Chapters are divided into:
- For the win: breakfast of champions
- Motivation Monday
- I love me
- You only live once
- Throwback Thursday
- Thank goodness it’s Friday!
- For the love of family
Recipes that caught my eye:
- Chocolate flaxseed flapjacks (p22)
- Rosemary almond bread (p33)
- Carrot cake breakfast biscuits (p37)
- Antipasti-style hake fillets (p51)
- Sweet potato chocolate brownies (p81)
- Guilt-free chocolate cake (p86)
- Sundried tomato, butterbean and sweet potato cups (p111)
- Sticky BBQ chicken wings (p124)
- Asian style chicken (p150)
- Lemon and garlic glazed chicken thighs with peas (p161)

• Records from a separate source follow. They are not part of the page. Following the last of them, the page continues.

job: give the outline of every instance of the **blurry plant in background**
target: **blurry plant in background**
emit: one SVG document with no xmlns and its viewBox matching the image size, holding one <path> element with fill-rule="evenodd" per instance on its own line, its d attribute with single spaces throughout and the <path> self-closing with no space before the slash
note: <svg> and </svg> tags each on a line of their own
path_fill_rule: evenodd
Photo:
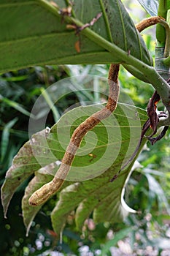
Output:
<svg viewBox="0 0 170 256">
<path fill-rule="evenodd" d="M 144 36 L 147 47 L 153 52 L 154 39 Z M 77 75 L 107 77 L 109 65 L 64 65 L 35 67 L 1 74 L 0 77 L 1 185 L 13 157 L 28 139 L 28 127 L 32 107 L 44 89 L 52 83 Z M 128 77 L 128 79 L 127 79 Z M 153 89 L 121 69 L 120 83 L 136 106 L 144 108 Z M 78 85 L 75 85 L 78 86 Z M 82 94 L 82 88 L 63 97 L 48 115 L 51 127 L 66 109 L 72 105 L 93 101 L 103 102 L 97 88 L 93 93 Z M 104 92 L 107 90 L 103 88 Z M 15 93 L 14 93 L 15 91 Z M 48 98 L 45 95 L 45 100 Z M 161 105 L 159 106 L 161 108 Z M 45 113 L 39 113 L 41 119 Z M 37 120 L 37 125 L 38 125 Z M 69 216 L 63 233 L 62 244 L 53 231 L 50 218 L 55 205 L 48 200 L 32 223 L 29 236 L 20 216 L 20 200 L 29 179 L 18 189 L 9 206 L 7 219 L 1 206 L 1 254 L 3 255 L 162 255 L 170 252 L 170 175 L 169 132 L 166 138 L 152 146 L 147 143 L 138 159 L 140 165 L 132 173 L 126 187 L 125 201 L 139 214 L 131 214 L 123 222 L 95 225 L 89 218 L 82 234 L 76 230 L 74 217 Z"/>
</svg>

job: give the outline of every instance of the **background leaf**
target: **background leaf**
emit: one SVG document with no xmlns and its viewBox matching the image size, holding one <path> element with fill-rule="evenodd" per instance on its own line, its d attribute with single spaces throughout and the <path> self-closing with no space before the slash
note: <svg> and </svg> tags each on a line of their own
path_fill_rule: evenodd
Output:
<svg viewBox="0 0 170 256">
<path fill-rule="evenodd" d="M 59 4 L 63 6 L 63 1 Z M 117 53 L 106 50 L 97 34 L 112 42 L 113 49 L 115 44 L 125 55 L 131 52 L 136 59 L 152 64 L 144 41 L 120 1 L 98 0 L 94 5 L 90 1 L 76 0 L 74 20 L 63 18 L 47 1 L 2 1 L 0 11 L 1 72 L 35 64 L 121 62 Z M 63 22 L 89 23 L 100 12 L 102 16 L 90 27 L 93 36 L 82 31 L 77 37 Z M 80 53 L 75 49 L 77 41 L 80 42 Z"/>
<path fill-rule="evenodd" d="M 138 0 L 138 1 L 151 16 L 158 15 L 158 0 Z"/>
</svg>

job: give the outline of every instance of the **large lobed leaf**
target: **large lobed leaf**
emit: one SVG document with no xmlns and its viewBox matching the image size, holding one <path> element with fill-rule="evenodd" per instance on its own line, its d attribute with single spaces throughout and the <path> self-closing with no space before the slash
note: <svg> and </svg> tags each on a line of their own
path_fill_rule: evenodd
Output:
<svg viewBox="0 0 170 256">
<path fill-rule="evenodd" d="M 63 0 L 55 2 L 65 7 Z M 0 72 L 32 65 L 123 62 L 114 52 L 115 45 L 125 55 L 152 64 L 145 44 L 120 0 L 75 0 L 72 8 L 72 16 L 66 17 L 51 1 L 1 0 Z M 66 29 L 66 22 L 85 24 L 98 13 L 101 17 L 90 26 L 93 35 L 85 33 L 85 29 L 76 34 Z M 102 39 L 112 43 L 112 53 Z M 75 48 L 77 42 L 80 53 Z"/>
<path fill-rule="evenodd" d="M 69 134 L 72 134 L 87 116 L 102 107 L 79 107 L 66 113 L 50 131 L 47 129 L 34 135 L 15 157 L 1 188 L 1 199 L 6 214 L 15 191 L 35 173 L 22 201 L 27 233 L 41 208 L 30 206 L 28 198 L 57 172 L 58 161 L 62 159 L 69 140 L 69 136 L 66 136 L 68 127 Z M 58 194 L 59 197 L 51 214 L 57 233 L 74 210 L 79 229 L 92 212 L 96 222 L 119 222 L 127 215 L 129 209 L 123 206 L 121 193 L 132 165 L 122 170 L 113 183 L 109 181 L 133 154 L 140 137 L 141 126 L 146 118 L 144 110 L 119 103 L 114 114 L 98 124 L 93 132 L 88 132 L 77 151 L 67 181 Z"/>
</svg>

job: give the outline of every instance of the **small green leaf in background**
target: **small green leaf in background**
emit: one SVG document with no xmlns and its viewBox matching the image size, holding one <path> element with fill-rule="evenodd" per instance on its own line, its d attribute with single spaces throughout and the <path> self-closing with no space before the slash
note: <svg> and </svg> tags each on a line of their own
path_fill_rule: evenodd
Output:
<svg viewBox="0 0 170 256">
<path fill-rule="evenodd" d="M 138 1 L 151 16 L 158 15 L 159 0 L 138 0 Z"/>
<path fill-rule="evenodd" d="M 16 117 L 8 122 L 3 129 L 1 141 L 1 162 L 5 157 L 10 135 L 10 129 L 15 125 L 18 118 Z"/>
</svg>

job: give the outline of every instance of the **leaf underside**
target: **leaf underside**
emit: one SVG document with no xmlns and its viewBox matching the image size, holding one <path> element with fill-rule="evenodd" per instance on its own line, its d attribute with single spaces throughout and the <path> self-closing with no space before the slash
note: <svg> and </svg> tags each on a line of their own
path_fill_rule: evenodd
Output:
<svg viewBox="0 0 170 256">
<path fill-rule="evenodd" d="M 35 173 L 22 200 L 27 233 L 41 208 L 41 206 L 30 206 L 28 198 L 34 191 L 52 180 L 58 169 L 58 161 L 62 159 L 70 138 L 69 135 L 66 136 L 68 127 L 71 127 L 72 135 L 79 124 L 101 108 L 103 105 L 79 107 L 66 113 L 50 132 L 43 130 L 34 135 L 15 157 L 1 188 L 1 199 L 6 215 L 15 191 L 24 180 Z M 70 125 L 69 121 L 75 120 L 75 116 L 81 117 Z M 109 181 L 133 154 L 140 138 L 141 127 L 146 119 L 144 110 L 119 103 L 114 114 L 88 132 L 77 151 L 67 181 L 57 194 L 56 206 L 51 214 L 53 226 L 57 233 L 62 230 L 72 211 L 76 211 L 78 229 L 81 229 L 91 213 L 96 222 L 120 222 L 127 215 L 128 211 L 123 207 L 120 197 L 131 165 L 122 170 L 114 182 Z"/>
<path fill-rule="evenodd" d="M 50 2 L 1 1 L 0 72 L 33 65 L 123 61 L 117 54 L 107 50 L 100 40 L 85 36 L 83 31 L 76 35 L 74 30 L 66 29 L 64 17 Z M 64 1 L 55 2 L 60 7 L 65 6 Z M 72 17 L 85 24 L 102 13 L 90 29 L 112 42 L 113 48 L 117 45 L 125 54 L 152 64 L 145 44 L 121 1 L 96 0 L 93 4 L 75 0 Z M 75 47 L 77 42 L 80 53 Z"/>
</svg>

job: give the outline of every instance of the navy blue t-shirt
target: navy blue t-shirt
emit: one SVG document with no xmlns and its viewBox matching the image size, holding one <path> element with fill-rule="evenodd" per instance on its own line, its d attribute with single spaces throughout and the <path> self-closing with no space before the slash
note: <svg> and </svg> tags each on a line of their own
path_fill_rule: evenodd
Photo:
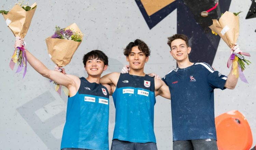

I really liked the handwritten notes for the recipes and what they were good for. A quick flip through the book will leave you with an impression that all the recipes are ‘brown’. I notice this as it always makes me think twice about making something as photographing brown food is not easy. The photographs in the book were mostly really good, using props for colour.
What I made:
The first recipe I tried was the carrot cake breakfast biscuits. But, there was no ways I could roll these as the mixture was too wet. I decided to bake them as muffins and for the first time I did not trust my thermometer. So, the tops burnt a bit. And the mixture inside did not firm up. I loathe wasting ingredients so I decided not to make the icing using almond butter which is expensive. I made it with peanut butter, but only to hide the burnt bits. The sundried tomato, butterbean and sweet potato cups were more successful albeit lacking in seasoning. When I share the recipe I shall adjust for that.